TALLINN - Distinguished leaders from across Europe gathered at Kadriorg Palace to pay respects to one of Estonia's most beloved presidents on March 26. Lennart Meri was quietly laid to rest in the company of his closest friends and family at Forest Cemetary, after an elegant public service in Tallinn's Kaarli Church.
"Meri believed in the ability of personality to shape history, and that small countries could play a special role in today's world. Steadfast and charismatic, he gave others confidence in him and in Estonia," President Arnold Ruutel said during the Kadriorg Palace ceremony. Ruutel said that, as a statesman, Meri applied his unique skill to change the pace of time. "Meri was a valuable contribution to speeding up the turn of Estonia's life for the better."
Finnish President Tarja Halonen spoke on behalf of foreign delegations. "Though we miss him and mourn him, we're comforted by fond memories of a person who was truly unique," she said in Estonian. "He was a man who achieved much during his lifetime. Lennart Meri was a deep-thinking humanist who had a special affinity with the Finno-Ugric peoples. He worked tirelessly to improve the prosperity and well-being of the people of Estonia."
The Finnish president said that the events that led to Estonia's re-independence linked the Baltic state's fate even closer to Finland. "For us Finns, he was a fascinating cousin, a cosmopolitan and an artist. For us, he was the new Estonia," Halonen said.
The church service, which proceeded the Kadriorg Palace ceremony, was headed by Archbishop of the Estonian Evangelical Lutheran Church Andres Poder. At the end of the funeral, church bells tolled across Estonia for 10 minutes.
Later that afternoon, Arnold Ruutel met in Kadriorg Palace's Museum of Art with current and former European heads of state who had arrived for Meri's funeral.

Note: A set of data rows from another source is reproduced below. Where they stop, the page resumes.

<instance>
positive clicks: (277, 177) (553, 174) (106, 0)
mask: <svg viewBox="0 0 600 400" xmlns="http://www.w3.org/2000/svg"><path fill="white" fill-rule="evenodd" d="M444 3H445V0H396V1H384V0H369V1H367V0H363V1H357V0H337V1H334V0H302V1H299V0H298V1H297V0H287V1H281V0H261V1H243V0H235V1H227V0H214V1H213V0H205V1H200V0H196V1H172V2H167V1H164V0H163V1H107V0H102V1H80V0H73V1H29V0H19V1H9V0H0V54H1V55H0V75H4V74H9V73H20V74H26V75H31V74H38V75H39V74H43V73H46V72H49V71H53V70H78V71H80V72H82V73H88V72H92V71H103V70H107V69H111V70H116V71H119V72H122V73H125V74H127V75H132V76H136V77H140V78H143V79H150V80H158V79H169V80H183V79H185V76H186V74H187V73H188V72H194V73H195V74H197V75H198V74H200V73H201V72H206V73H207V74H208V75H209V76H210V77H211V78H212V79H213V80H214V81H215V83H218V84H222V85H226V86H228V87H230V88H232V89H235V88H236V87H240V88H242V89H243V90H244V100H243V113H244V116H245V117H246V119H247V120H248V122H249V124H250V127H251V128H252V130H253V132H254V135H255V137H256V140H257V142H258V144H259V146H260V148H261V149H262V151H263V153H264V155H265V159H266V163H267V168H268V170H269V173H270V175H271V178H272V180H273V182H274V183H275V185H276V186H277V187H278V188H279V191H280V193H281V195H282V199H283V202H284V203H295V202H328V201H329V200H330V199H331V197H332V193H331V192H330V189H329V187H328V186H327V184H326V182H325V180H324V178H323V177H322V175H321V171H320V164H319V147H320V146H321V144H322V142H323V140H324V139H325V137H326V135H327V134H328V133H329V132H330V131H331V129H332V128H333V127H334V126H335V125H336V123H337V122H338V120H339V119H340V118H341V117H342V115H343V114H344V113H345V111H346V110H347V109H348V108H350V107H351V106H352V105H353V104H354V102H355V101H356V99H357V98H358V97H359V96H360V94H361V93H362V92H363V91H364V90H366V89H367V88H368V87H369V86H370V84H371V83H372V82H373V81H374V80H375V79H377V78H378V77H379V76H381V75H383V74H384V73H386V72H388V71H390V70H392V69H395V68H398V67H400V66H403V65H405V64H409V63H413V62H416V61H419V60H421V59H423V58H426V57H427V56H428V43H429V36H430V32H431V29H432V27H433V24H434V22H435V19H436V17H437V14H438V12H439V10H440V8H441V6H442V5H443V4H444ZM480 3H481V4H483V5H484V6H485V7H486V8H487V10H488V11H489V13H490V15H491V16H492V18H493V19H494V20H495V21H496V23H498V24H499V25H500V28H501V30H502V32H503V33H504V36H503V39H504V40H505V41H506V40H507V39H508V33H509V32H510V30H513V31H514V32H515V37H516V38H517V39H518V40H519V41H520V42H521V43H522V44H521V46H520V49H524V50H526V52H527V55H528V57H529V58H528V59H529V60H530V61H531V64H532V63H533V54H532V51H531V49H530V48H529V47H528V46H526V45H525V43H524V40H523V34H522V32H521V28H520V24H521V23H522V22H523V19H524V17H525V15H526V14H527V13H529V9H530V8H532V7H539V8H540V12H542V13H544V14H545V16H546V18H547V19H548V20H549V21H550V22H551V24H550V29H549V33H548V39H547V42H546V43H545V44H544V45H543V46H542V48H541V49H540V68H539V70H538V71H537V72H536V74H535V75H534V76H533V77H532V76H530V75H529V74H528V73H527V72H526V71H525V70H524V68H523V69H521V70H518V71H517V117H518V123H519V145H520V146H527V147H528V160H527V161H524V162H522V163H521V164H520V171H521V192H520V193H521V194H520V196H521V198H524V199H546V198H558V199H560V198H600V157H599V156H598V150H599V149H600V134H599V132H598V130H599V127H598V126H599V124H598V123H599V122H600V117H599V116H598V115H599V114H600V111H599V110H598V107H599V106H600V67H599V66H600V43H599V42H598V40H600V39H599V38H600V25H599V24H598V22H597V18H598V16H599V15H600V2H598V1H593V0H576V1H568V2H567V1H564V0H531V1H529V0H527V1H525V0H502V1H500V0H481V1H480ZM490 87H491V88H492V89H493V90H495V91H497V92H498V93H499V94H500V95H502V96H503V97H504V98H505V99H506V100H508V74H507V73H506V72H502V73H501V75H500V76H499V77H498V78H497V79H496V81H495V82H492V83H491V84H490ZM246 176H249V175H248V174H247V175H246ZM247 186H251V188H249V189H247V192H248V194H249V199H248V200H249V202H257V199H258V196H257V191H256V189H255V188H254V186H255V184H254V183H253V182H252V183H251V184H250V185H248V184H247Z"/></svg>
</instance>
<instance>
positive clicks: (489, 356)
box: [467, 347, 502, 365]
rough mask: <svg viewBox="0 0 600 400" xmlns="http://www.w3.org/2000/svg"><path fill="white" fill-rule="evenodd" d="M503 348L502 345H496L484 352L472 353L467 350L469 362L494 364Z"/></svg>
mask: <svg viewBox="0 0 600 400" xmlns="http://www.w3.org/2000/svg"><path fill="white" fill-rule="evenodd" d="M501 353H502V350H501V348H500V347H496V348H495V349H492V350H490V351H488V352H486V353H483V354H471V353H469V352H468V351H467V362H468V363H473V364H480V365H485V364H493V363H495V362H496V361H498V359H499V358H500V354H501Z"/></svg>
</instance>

The gathering was attended by Finnish President Tarja Halonen, Latvian President Vaira Vike-Freiberga and Lithuanian President Valdas Adamkus, along with former Finnish presidents Mauno Koivisto and Martti Ahtisaari, former Latvian President Guntis Ulmanis, former Lithuanian heads of state Algirdas Brazauskas and Vytautas Landsbergis, as well as German ex-President Roman Herzog.
Those present reminisced about Meri's activities as head of state. Fond speeches in memory of the former president were made at the reception by Vike-Freiberga, Adamkus and Icelandic President Olafur Ragnar Grimsson.
At the moment of Meri's burial, defense forces fired an artillery salute, and an honorary guard stood by his grave until sunrise. The former president died after a prolonged illness on March 14. He was 76.